Sci. STKE, 13 May 2003
PROTEIN TRANSPORT Kinesin II Hauls Signaling Cargo
The unicellular green alga Chlamydomonas uses a flagellum not only for locomotion, but also for presentation of flagellar adhesion molecules that promote interaction between gamete cells and initiate signaling events important to fertilization. The flagella lack the apparatus to make new proteins, so the cells use an intraflagellar transport system to transport particles containing proteins made in the cell body to the flagella. Such transport occurs constitutively, but regulated transport has also been described.
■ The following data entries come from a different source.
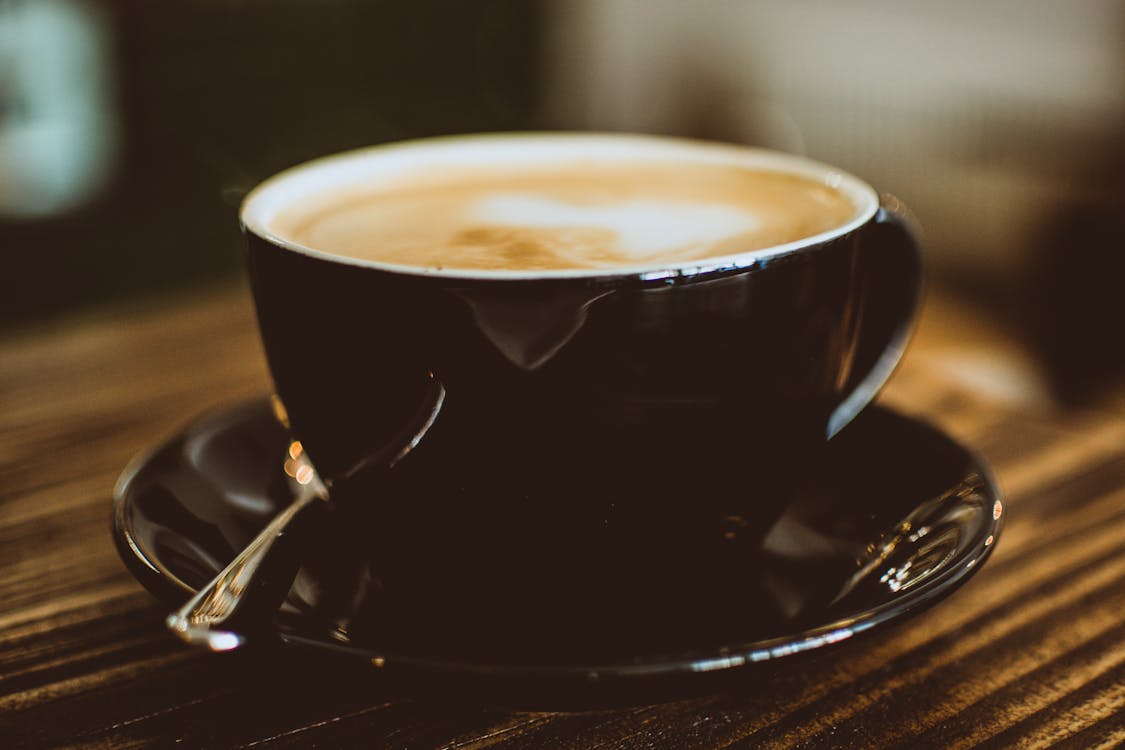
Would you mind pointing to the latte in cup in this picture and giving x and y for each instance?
(577, 215)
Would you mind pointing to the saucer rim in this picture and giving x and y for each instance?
(170, 589)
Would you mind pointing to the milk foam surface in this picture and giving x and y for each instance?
(596, 215)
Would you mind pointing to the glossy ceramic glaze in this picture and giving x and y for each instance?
(890, 518)
(615, 399)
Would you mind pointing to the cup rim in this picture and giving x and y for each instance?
(275, 193)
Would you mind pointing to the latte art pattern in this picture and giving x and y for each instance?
(587, 216)
(636, 228)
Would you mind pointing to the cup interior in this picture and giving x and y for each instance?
(384, 165)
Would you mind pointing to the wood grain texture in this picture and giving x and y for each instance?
(1029, 653)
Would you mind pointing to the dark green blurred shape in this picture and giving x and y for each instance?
(213, 97)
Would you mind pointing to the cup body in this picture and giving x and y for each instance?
(662, 409)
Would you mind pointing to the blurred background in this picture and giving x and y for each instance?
(129, 132)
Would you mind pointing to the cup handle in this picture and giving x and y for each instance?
(891, 271)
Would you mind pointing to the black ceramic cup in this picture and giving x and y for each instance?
(584, 425)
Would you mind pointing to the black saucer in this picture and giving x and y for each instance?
(892, 518)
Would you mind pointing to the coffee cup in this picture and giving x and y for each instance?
(604, 354)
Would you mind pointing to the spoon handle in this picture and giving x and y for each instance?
(254, 581)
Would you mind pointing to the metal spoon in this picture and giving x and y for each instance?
(251, 588)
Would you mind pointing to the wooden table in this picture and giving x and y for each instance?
(1029, 653)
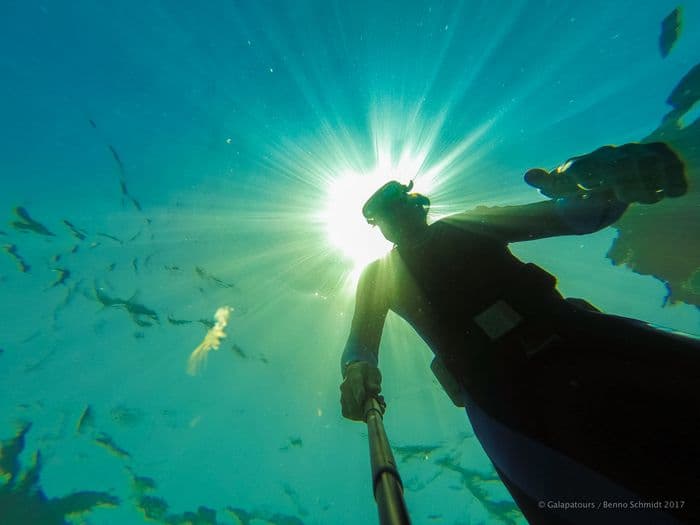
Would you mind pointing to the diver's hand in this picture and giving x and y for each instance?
(632, 172)
(362, 381)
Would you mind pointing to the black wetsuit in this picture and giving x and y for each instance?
(568, 402)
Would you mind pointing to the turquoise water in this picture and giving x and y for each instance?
(190, 150)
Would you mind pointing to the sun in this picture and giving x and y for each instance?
(345, 194)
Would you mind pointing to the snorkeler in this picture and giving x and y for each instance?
(587, 417)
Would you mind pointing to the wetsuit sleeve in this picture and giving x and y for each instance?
(566, 216)
(371, 307)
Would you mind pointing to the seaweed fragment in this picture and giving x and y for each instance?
(211, 340)
(671, 28)
(11, 250)
(108, 443)
(22, 500)
(26, 223)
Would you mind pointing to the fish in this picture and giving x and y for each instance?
(26, 223)
(108, 443)
(78, 234)
(201, 272)
(11, 250)
(136, 310)
(118, 160)
(63, 276)
(112, 237)
(86, 420)
(671, 28)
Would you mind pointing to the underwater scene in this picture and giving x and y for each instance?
(182, 236)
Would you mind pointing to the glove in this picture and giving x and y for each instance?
(362, 382)
(630, 173)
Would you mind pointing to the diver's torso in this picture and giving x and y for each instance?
(452, 275)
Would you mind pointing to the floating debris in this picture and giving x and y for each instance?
(22, 499)
(108, 443)
(26, 223)
(86, 420)
(11, 250)
(238, 350)
(78, 234)
(671, 28)
(139, 313)
(177, 322)
(201, 272)
(293, 442)
(211, 340)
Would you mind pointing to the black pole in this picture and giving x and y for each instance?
(386, 482)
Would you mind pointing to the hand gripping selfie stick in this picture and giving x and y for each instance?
(386, 481)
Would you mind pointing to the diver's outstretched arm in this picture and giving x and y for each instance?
(588, 193)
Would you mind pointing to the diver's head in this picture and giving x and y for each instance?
(399, 214)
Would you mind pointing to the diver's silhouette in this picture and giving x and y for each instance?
(574, 407)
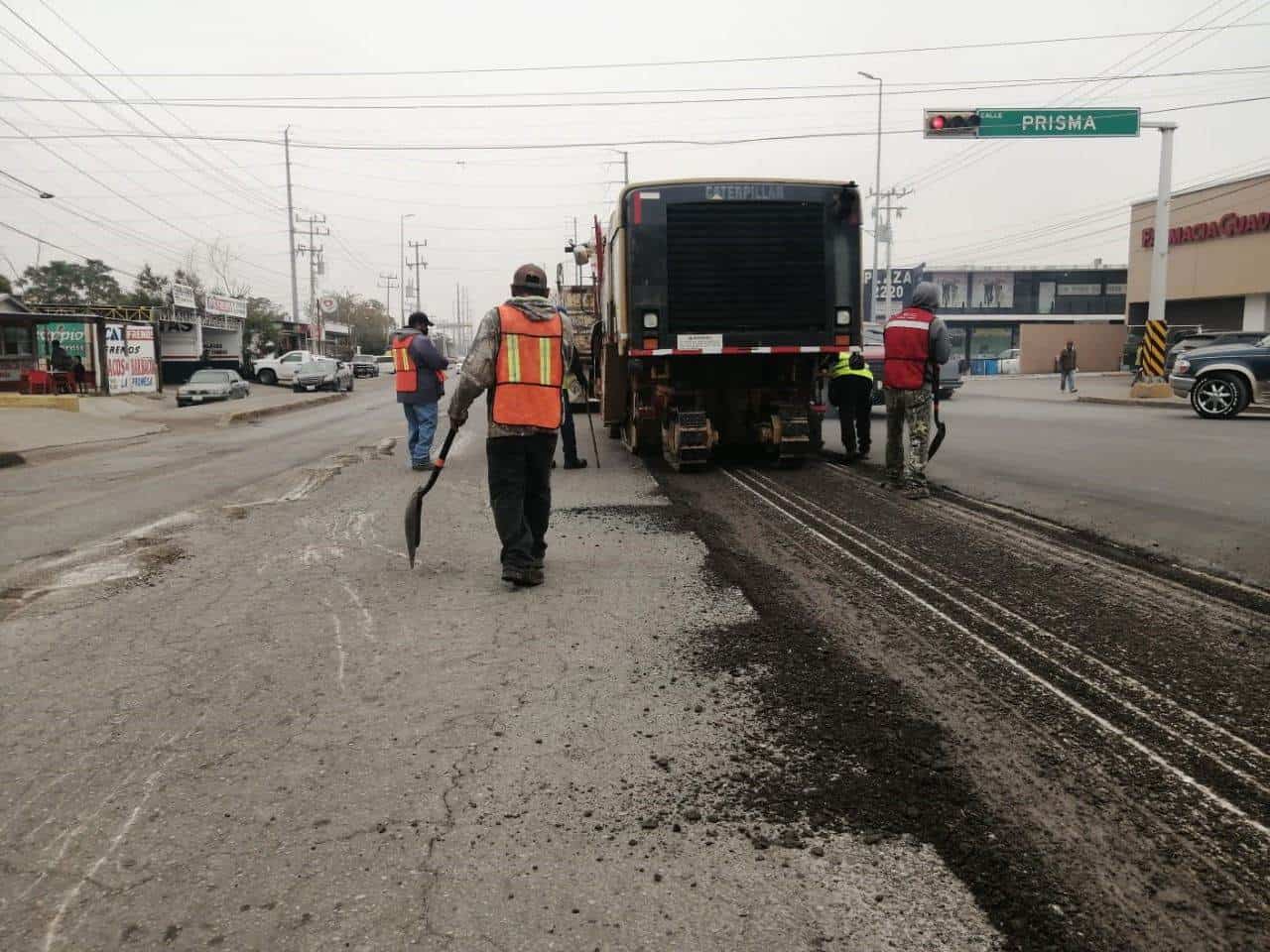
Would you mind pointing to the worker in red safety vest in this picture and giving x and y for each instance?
(420, 375)
(520, 356)
(917, 344)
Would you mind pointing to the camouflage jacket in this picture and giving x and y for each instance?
(479, 370)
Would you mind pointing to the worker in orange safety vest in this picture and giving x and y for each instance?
(520, 356)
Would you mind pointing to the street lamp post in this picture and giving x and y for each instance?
(873, 285)
(402, 222)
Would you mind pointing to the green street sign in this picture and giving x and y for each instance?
(1058, 123)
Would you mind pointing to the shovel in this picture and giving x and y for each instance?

For example, the Chlamydomonas aurora protein kinase (CALK) is transported to the flagellum only in response to signals generated when receptors on flagella of cells of opposite mating types interact. (Interestingly, aurora protein kinases are implicated in cell division in other systems.) Pan and Snell used mutants of the motor protein kinesin II to show that kinesin II is required for such activated transport of CALK to the flagellum. Kinesin II is also the motor responsible for the constitutive transport of proteins to flagella. However, effects of the kinesin II mutation in cells maintained at different temperatures could distinguish between the two roles of kinesin II, and the regulated transport of CALK appeared to result in association with the flagellar membrane whereas unregulated transport delivers proteins to a soluble cytoplasmic location. Schnapp reviews other evidence for active transport of signaling molecules, which in some cases involves interaction of motor proteins with scaffold proteins, allowing whole signaling complexes to be delivered to the appropriate site of action.
Citation: Kinesin II Hauls Signaling Cargo. Sci. STKE 2003, tw183 (2003).